Most South Africans know better than to get in between a fellow South African and their beloved braai (that’s barbecue to foreigners). Our courts seem to concur, as noted in a recent judgment handed down by the full bench of the Eastern Cape High Court of South Africa. The court decided on a dispute spanning just over two years between two salt giants, Cerebos and Swartkops Sea Salt.
In the judgment, Cerebos was interdicted and restrained from passing off its braai salt product as that of Swartkops’ braai salt product.
The interdict prevents Cerebos from using the current get-up (appearance) of its Buffalo braai salt or any get-up confusingly or deceptively similar to the get-up (or style) of Swartkops’ well known orange-bottle braai salt.
The order handed down by the Appeal Court also made provision for an inquiry into the damages suffered by Swartkops as a result of the unlawful conduct of Cerebos.
Battle of the salts
The battle of the salts began at the end of 2010, when Cerebos launched its Buffalo braai salt product with a noticeably similar get-up to that of the Swartkops orange-bottle braai salt. Swartkops’ large orange bottle of braai salt was unique to the salt market, particularly in the braai salt arena.
Following Swartkops’ failed communications with Cerebos, Swartkops followed suit by instituting passing off proceedings against Cerebos in 2011.
At that stage, in response to the letter of demand, Cerebos had made slight changes to its product, such as replacing the brown lid with a black lid. This did little to appease Swartkops as the contentious orange bottle remained, along with other features shared by the two products.
This matter presented classic passing off principles that have been dealt with extensively in South African law.
The wrongdoing of passing off is defined as a representation by one party that its merchandise – or business, as the case may be – is that of another, or that it is associated with that of another party.

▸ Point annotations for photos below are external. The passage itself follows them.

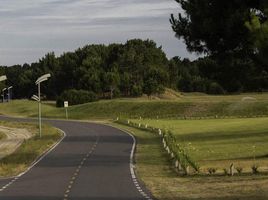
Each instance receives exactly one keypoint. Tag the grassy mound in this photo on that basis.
(30, 150)
(219, 142)
(153, 167)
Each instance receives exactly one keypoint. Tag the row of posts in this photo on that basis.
(177, 163)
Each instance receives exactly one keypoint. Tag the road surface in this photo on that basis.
(92, 162)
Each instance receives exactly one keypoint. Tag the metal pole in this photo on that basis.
(39, 109)
(66, 113)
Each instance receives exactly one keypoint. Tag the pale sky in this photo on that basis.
(31, 28)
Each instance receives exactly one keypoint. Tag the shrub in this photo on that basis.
(75, 97)
(239, 170)
(136, 91)
(212, 170)
(255, 169)
(225, 171)
(215, 88)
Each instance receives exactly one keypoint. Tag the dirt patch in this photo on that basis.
(14, 138)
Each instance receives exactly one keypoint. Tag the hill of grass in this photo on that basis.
(218, 143)
(153, 167)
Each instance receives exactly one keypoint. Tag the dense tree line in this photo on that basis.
(233, 36)
(126, 70)
(132, 69)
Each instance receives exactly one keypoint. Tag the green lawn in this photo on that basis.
(30, 150)
(220, 142)
(153, 168)
(2, 136)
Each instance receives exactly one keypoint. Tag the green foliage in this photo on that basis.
(109, 71)
(75, 97)
(255, 169)
(215, 88)
(233, 37)
(212, 170)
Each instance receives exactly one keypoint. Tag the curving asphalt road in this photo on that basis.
(92, 162)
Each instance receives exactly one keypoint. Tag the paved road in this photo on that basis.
(92, 162)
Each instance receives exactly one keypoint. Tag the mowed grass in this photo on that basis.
(220, 142)
(153, 168)
(2, 136)
(186, 105)
(30, 150)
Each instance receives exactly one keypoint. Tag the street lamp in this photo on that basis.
(3, 91)
(3, 78)
(38, 98)
(8, 93)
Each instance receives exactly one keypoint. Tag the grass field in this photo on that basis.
(30, 150)
(220, 142)
(189, 105)
(2, 136)
(154, 169)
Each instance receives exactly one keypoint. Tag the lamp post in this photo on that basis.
(3, 78)
(38, 98)
(3, 91)
(8, 93)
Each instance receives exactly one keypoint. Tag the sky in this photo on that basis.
(31, 28)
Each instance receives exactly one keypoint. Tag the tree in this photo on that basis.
(225, 31)
(216, 27)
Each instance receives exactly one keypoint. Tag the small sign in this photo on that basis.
(66, 104)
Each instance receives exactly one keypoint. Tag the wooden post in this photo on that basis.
(176, 164)
(172, 155)
(232, 169)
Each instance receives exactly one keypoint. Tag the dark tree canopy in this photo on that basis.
(217, 26)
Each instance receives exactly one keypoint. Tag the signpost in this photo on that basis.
(38, 98)
(66, 105)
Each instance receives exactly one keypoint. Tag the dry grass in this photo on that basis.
(154, 170)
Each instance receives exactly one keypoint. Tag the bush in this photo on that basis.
(215, 88)
(136, 91)
(75, 97)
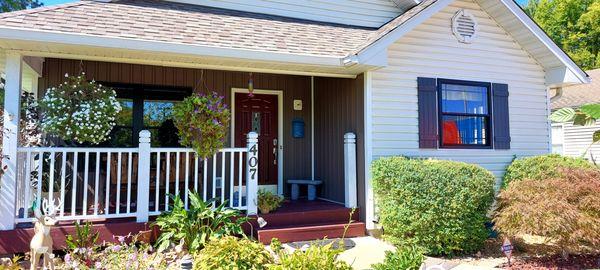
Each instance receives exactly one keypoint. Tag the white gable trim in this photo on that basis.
(570, 74)
(544, 38)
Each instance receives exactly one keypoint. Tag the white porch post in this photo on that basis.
(252, 173)
(8, 183)
(143, 192)
(350, 170)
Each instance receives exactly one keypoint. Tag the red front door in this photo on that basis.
(259, 114)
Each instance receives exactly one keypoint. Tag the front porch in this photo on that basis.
(133, 181)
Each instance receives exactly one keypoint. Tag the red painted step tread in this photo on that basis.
(314, 232)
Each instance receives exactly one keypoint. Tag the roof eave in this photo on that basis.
(7, 33)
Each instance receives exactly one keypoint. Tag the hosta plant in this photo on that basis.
(565, 210)
(203, 122)
(198, 224)
(268, 201)
(126, 253)
(80, 110)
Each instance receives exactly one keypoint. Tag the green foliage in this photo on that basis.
(203, 122)
(438, 205)
(541, 167)
(198, 224)
(403, 258)
(563, 208)
(121, 255)
(14, 5)
(573, 24)
(230, 252)
(80, 110)
(315, 257)
(85, 237)
(267, 201)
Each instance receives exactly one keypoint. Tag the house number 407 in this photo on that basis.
(253, 162)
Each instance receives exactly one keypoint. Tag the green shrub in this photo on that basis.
(315, 257)
(230, 252)
(541, 167)
(565, 210)
(438, 205)
(198, 224)
(267, 201)
(403, 258)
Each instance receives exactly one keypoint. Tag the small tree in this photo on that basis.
(565, 210)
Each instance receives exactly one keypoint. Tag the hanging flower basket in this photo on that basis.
(202, 121)
(80, 111)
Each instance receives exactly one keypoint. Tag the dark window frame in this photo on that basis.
(489, 123)
(139, 93)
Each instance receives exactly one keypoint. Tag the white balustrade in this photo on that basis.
(105, 183)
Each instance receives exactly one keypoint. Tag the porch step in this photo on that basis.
(308, 217)
(310, 232)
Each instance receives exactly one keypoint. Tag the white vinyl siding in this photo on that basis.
(431, 50)
(368, 13)
(577, 139)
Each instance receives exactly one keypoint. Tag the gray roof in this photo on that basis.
(575, 96)
(164, 21)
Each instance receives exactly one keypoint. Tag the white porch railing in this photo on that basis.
(105, 183)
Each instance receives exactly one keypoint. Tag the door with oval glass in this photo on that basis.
(258, 113)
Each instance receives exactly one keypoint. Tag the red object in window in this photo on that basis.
(450, 133)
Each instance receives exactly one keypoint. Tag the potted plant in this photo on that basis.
(268, 201)
(203, 122)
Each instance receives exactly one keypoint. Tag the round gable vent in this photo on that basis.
(464, 26)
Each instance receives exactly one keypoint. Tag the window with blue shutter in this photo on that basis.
(463, 114)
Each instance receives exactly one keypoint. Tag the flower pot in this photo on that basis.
(145, 236)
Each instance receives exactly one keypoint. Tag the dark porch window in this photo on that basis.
(146, 107)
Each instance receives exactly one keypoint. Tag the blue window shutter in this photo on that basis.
(428, 115)
(500, 116)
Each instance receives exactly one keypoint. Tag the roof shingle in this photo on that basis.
(192, 24)
(575, 96)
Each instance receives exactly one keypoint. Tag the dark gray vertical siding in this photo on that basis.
(338, 110)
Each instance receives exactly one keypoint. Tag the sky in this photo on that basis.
(54, 2)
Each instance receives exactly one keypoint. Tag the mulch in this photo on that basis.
(575, 262)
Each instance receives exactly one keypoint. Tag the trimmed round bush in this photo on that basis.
(542, 167)
(438, 205)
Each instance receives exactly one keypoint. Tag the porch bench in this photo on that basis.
(311, 185)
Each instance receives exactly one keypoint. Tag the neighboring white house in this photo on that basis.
(575, 141)
(466, 80)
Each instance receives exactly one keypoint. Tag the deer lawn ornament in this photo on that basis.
(41, 243)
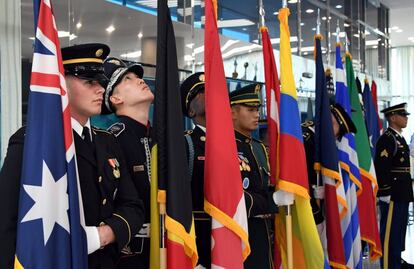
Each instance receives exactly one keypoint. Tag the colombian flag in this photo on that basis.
(293, 175)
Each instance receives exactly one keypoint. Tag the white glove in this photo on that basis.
(319, 192)
(282, 197)
(385, 199)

In determining whether such a representation amounts to passing off, an inquiry is made as to whether a reasonable likelihood exists that members of the public may be confused into believing that the merchandise of the one is, or is connected with, that of the other.
Proof of reputation
Success in such an action requires proof of a relevant reputation. Where a product or business has acquired repute in its trade through a strong presence in the market, such repute attributes to the reputation and thus goodwill in and to the business of the relevant party.
The goodwill built up by a business is said to be the attractive force that draws customers, and the wrongdoing of passing accordingly causes damage to such reputation.
Continuous and widespread use of its orange braai salt product since the 1950s meant Swartkops did not have difficulty in establishing a reputation in its product.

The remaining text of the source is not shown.